Birinden biri gitmeli.
Ben bu ani daha onceden yasamistim. Az sonra yapacagim seyi de biliyorum.
şu an karpuz ve peynir yiyiyorum. çok süper gidiyor rakıyla.
üniversite tercihlerini yapmaya çalışıyorum ama çoook kararsız kaldım...
Aşka inanmıyorum sanırım.
denizli insanı benim için bugünden itibaren en kral insanlar listesinde zirveye oynamak üzere. Taksicisinden memuruna hiç beklemediğim yardımseverliği gösteren şirin konuşan bu insanlara teşekkür ederim. Allah hepinizden razı olsun. Yolunuz adanaya düşer de ben de bi krallık yaparım inşaallah!

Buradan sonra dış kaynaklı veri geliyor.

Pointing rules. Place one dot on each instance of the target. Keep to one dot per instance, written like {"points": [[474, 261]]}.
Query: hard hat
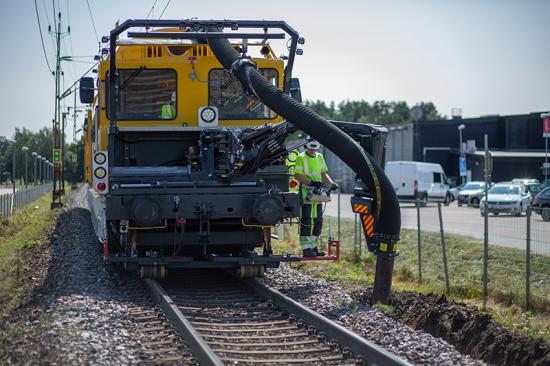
{"points": [[313, 144]]}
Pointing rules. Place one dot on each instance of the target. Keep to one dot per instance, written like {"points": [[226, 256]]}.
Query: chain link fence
{"points": [[444, 246], [518, 254], [10, 202]]}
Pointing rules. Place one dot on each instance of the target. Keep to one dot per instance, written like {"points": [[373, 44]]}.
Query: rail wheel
{"points": [[153, 272], [251, 270]]}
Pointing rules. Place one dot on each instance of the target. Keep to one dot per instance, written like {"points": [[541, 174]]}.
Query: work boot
{"points": [[309, 252], [319, 254]]}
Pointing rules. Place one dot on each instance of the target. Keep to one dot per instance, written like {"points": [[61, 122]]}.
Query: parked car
{"points": [[425, 181], [507, 198], [541, 204], [455, 190], [525, 181], [471, 194]]}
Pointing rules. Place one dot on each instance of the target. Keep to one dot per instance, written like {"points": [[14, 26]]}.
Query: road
{"points": [[504, 230]]}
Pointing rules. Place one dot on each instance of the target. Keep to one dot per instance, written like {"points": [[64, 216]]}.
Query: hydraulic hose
{"points": [[388, 223]]}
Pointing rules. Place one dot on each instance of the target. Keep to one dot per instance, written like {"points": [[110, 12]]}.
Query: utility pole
{"points": [[58, 178], [74, 155]]}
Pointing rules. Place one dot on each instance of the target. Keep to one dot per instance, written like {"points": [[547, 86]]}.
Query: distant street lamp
{"points": [[34, 164], [25, 149], [39, 157], [47, 166], [461, 159], [43, 169]]}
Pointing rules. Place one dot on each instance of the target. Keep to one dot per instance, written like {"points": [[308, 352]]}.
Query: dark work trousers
{"points": [[311, 224]]}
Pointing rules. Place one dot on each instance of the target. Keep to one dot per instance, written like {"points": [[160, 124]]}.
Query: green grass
{"points": [[465, 263], [27, 228]]}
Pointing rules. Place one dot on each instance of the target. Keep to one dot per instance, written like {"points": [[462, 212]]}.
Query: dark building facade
{"points": [[516, 142]]}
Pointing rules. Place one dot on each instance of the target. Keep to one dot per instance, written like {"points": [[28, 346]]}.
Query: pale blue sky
{"points": [[485, 57]]}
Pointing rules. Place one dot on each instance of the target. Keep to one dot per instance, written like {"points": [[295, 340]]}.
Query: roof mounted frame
{"points": [[201, 30]]}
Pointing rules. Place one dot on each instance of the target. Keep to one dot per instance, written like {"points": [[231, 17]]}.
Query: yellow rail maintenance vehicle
{"points": [[186, 142]]}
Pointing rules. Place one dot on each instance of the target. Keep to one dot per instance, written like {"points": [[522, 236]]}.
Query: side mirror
{"points": [[295, 91], [86, 90]]}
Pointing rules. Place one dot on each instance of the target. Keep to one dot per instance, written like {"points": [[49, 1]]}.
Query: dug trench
{"points": [[468, 329]]}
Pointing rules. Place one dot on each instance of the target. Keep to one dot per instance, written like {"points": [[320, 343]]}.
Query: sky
{"points": [[483, 56]]}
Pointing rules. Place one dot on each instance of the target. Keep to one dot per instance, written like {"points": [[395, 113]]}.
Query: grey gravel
{"points": [[82, 314], [335, 303]]}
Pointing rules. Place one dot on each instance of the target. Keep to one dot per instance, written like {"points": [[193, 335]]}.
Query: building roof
{"points": [[514, 154]]}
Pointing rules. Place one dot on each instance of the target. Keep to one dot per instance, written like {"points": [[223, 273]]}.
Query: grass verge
{"points": [[28, 228], [465, 263]]}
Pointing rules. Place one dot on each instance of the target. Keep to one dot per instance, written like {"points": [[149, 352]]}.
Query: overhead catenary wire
{"points": [[163, 10], [42, 38], [92, 18], [54, 23], [151, 10], [73, 68]]}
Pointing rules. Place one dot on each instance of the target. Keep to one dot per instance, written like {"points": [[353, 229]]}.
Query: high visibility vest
{"points": [[311, 167], [290, 163], [168, 111]]}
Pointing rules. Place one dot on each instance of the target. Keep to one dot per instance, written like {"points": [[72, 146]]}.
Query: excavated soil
{"points": [[465, 327]]}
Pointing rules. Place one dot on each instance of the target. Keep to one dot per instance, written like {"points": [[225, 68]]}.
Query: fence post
{"points": [[339, 213], [487, 176], [355, 240], [419, 240], [528, 260], [443, 249]]}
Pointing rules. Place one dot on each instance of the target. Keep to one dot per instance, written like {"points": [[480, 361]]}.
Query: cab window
{"points": [[147, 94], [226, 93]]}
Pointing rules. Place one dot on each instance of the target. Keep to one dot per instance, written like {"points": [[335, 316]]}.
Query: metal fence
{"points": [[9, 203], [445, 245]]}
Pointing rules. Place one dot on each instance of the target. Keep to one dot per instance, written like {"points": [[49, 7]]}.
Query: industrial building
{"points": [[516, 143]]}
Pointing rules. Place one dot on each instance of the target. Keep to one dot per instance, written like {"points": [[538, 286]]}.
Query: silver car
{"points": [[471, 194], [507, 198]]}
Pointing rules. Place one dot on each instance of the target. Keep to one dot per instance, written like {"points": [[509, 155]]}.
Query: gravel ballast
{"points": [[332, 301], [81, 313]]}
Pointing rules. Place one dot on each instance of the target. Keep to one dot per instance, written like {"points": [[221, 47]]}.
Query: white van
{"points": [[412, 179]]}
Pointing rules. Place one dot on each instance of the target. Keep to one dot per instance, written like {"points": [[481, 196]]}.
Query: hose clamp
{"points": [[237, 64]]}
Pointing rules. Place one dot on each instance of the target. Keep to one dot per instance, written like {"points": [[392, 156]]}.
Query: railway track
{"points": [[225, 320]]}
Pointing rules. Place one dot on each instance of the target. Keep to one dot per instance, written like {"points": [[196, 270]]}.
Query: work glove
{"points": [[316, 184]]}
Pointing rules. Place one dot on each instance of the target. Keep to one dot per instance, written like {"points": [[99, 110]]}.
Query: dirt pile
{"points": [[465, 327]]}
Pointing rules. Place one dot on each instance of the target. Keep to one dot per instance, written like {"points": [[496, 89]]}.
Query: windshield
{"points": [[226, 93], [146, 94], [504, 190], [473, 186]]}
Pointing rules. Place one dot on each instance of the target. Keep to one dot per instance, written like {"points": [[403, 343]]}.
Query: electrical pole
{"points": [[57, 158]]}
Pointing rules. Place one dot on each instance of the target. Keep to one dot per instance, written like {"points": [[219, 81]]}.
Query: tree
{"points": [[379, 112]]}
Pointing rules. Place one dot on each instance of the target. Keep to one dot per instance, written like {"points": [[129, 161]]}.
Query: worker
{"points": [[311, 171], [290, 163], [169, 108]]}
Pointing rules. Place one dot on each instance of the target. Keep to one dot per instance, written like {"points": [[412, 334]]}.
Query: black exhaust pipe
{"points": [[388, 216]]}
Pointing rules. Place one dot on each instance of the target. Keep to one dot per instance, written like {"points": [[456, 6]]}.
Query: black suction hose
{"points": [[388, 223]]}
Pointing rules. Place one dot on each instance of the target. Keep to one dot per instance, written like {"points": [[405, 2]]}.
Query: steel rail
{"points": [[189, 330], [204, 354], [364, 349]]}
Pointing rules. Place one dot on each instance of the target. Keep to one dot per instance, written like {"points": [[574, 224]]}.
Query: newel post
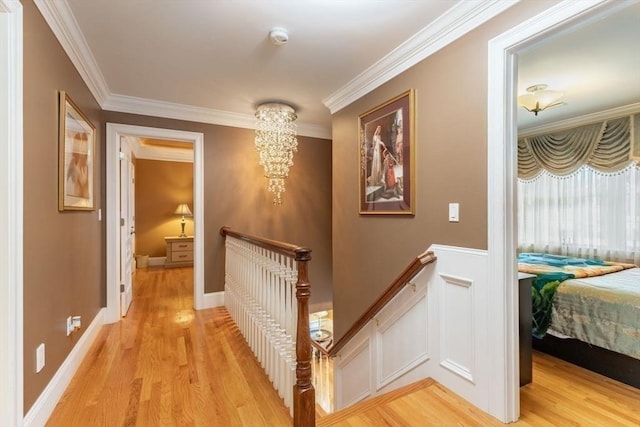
{"points": [[304, 395]]}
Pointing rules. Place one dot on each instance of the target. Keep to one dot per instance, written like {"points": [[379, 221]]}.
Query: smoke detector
{"points": [[279, 36]]}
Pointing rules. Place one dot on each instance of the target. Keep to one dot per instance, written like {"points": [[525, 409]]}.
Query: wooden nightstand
{"points": [[179, 252]]}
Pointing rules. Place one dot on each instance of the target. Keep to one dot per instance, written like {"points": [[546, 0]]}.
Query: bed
{"points": [[587, 312]]}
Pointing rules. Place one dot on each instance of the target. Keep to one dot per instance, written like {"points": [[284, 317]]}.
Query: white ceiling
{"points": [[212, 61], [596, 64]]}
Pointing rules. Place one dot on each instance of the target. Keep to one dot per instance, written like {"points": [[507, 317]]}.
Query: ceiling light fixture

bu tarz videoların nasıl yapıldığını merak ediyorum: http://youtu.be/AJPe-0IoP2s

evet bu da benim itirafım.
Yine telefon kulübesi görünce gözgöze geldiğim arkadaşımla içeri girip halay çektik. Hobi halini aldı bizde konuşmadan anlaşıyoruz.
bu aralar paraya çok ihtiyacım vardı sözlük. şöyle diyeyim 5 tl deki atatürk yüzünü unutmuştum o derece. bu gün ansızın arkadaşlarla konuşurken bursların yattığını öğrendim. bi koşu gidip aldım. o parayla baya bi süre geçinebilirim. yatmasaydı o para ne bok yicektim bilmiyorum.
internetini beraber kullandığımız alt kat komşunun bağlantısı her koptuğunda aşağı ayağımla vuruyorum. gül gibi bağlantının üstüne para verip bok etti gerizekalı.